Unveiling the biodeterioration activity of microbial communities to the historical manuscript: Biocontrol using biosynthesized gold and zinc oxide nanoparticles

Abstract

Determining characteristics of deteriorated historical manuscripts and identifying the microbial strains associated with their deterioration opens the way for discovering new strategies for preservation. Evidence of deterioration in an archaeological manuscript from the 17th century was detected by optical and SEM-EDX analysis. Ten bacterial and seven fungal strains were obtained from deteriorated parts of the manuscript. These microbial strains were identified based on 16S rRNA and ITS sequence analysis as follows: Bacillus subtilis (two strains), one strain of B. cereus, B. amyloliquefaciens and Acinetobacter haemolyticus.
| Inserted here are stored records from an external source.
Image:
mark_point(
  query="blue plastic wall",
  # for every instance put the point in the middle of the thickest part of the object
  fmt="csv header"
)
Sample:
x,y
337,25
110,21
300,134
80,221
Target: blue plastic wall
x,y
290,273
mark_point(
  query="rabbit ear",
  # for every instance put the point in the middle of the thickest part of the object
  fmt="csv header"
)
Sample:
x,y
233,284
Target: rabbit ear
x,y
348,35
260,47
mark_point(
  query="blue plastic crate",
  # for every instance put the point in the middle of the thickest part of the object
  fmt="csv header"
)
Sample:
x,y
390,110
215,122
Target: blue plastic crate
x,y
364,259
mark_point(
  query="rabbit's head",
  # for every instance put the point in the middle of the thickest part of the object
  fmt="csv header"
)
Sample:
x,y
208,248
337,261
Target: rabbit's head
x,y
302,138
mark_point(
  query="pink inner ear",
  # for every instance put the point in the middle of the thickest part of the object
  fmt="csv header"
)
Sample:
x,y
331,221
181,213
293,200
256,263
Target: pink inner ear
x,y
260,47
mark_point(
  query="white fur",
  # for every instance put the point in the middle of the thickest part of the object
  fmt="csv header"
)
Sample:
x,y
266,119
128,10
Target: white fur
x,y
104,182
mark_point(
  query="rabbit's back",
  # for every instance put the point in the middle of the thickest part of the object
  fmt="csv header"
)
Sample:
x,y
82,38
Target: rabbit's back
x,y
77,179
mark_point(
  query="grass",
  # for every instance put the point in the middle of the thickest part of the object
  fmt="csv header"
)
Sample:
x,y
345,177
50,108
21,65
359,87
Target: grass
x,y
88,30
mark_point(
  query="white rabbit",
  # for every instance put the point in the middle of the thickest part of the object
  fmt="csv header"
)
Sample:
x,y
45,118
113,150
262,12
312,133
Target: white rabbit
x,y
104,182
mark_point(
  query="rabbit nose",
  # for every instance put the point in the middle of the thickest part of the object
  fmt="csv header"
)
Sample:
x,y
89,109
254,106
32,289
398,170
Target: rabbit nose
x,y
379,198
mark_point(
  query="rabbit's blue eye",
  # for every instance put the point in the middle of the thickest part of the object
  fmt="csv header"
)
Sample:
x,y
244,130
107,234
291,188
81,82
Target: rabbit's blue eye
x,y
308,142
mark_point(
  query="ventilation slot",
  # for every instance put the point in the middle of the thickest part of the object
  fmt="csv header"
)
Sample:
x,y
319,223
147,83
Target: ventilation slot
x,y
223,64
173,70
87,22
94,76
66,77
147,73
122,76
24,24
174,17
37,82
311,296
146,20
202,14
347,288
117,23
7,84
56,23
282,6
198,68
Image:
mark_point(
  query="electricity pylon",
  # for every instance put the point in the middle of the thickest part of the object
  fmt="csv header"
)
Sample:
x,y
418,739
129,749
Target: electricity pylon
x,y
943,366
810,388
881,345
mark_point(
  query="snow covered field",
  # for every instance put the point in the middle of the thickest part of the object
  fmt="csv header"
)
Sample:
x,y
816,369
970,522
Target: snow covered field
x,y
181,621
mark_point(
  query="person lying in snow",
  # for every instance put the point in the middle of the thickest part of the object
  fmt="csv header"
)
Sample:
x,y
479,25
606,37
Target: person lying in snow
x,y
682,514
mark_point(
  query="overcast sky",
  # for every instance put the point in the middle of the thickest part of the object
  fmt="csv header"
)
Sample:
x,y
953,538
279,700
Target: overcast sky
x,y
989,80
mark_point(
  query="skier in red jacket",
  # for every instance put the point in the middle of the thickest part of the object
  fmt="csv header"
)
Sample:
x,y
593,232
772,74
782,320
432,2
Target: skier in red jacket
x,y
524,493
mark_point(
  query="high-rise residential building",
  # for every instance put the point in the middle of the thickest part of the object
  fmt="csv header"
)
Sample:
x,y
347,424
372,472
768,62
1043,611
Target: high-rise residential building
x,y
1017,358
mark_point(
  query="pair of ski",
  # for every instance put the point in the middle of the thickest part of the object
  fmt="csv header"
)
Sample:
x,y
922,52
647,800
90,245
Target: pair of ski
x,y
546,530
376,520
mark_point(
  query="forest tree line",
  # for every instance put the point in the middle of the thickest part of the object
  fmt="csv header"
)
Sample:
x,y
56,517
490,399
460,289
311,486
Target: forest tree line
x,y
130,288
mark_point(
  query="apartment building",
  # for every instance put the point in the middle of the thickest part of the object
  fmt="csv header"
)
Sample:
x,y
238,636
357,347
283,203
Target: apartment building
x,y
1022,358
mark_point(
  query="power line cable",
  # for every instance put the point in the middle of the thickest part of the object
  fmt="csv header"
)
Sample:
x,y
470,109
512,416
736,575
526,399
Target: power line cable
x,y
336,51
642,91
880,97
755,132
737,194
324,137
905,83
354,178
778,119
A. indicus (two strains), one strain of Sphingomonas paucimobilis, Serratia plymuthica, Staphylococcus epidermidis, Aspergillus flavus and A. ustus, A. chinensis (two strains), one strain of Penicillium chrysogenum, P. citrinum and Paecilomyces variotii. The superior efficacy of these strains in biodeterioration via various hydrolytic enzymes was explored. For an appropriate, eco-friendly, safe, and cost-effective method for microbial biodeterioration treatment, gold nanoparticles (Au-NPs) and zinc oxide nanoparticles (ZnONPs) were fabricated from aqueous leaf extracts of Portulaca oleracea L. The synthesized NPs were spherical, crystallographic, and well arranged, with average sizes of 38 nm (Au-NPs) and 23 nm (ZnONPs). NPs at two concentrations (100 and 200 µg mL^–1) were used to inhibit bacterial and fungal growth. The data obtained revealed that the antimicrobial activity was concentration dependent. Compared with the Au-NPs, the plant-generated ZnONPs showed superior antimicrobial activity. Overall, the plant-mediated production of NPs offers a promising eco-friendly approach for treating microbial biodeterioration in historical artifacts.